NIST standard reference material 1950 metabolites in frozen human plasma, [9] polyethylene glycol 400 (PEG 400), swab extracts, and human skin samples collected using swabs were analyzed using liquid chromatography–mass spectrometry using a quadrupole-Orbitrap mass spectrometer (Q Exactive, Thermo Scientific) or quadrupole time-of-flight (ToF) mass spectrometer (maXis Impact, Bruker). Sample preparation and instrumental parameters are detailed in the Supplementary Information. QExactive files (.raw) were converted to .mzXML via MSConvert [10]. The qToF files (.d) were exported using DataAnalysis (Bruker) as .mzXML files after lock mass correction. MS1 feature finding was performed subsequently in MZmine2 [11], with parameters described in the Supplementary Information. The MS1 feature matrix for NIST plasma, swab extract, PEG 400, swab spiked PEG 400, and swab spiked plasma was split and individual matrices were compared. Shared variables as well as variables for which all peak area values were zero were excluded. The same operations were performed on data collected at 17,500 and 70,000 mass resolution on the QExactive.

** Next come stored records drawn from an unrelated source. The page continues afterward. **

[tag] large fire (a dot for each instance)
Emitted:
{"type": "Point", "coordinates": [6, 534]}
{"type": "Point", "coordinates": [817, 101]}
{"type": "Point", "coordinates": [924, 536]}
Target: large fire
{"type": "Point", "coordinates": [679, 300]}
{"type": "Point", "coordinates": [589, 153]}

Kendrick mass filtering is performed by importing the MS1 feature matrix and rescaling the m/z values according to the unit repeat (Eq. S1), viz., when filtering for PEG, the measured m/z are scaled by 44 divided by 44.0262. The rescaled data is then used to calculate the KMD via subtraction of the exact Kendrick mass from the nominal Kendrick mass (Eq. S2). All possible Kendrick scaled differences in m/z are calculated pairwise. The difference between two peaks must be the integer repeat unit (e.g., PEG, 44) and the ΔKMD less than the user-defined ΔKMD. The retention time (RT) window (e.g., 60 s) is used in determining filtering. In addition to ΔKMD and retention time exclusion criteria, the pairwise comparison of MS features, which meet ΔKMD and RT criteria is used to determine the number of observed signals (NOS), Fig. S1. The final matrix is exported as comma-separated values (.csv) file.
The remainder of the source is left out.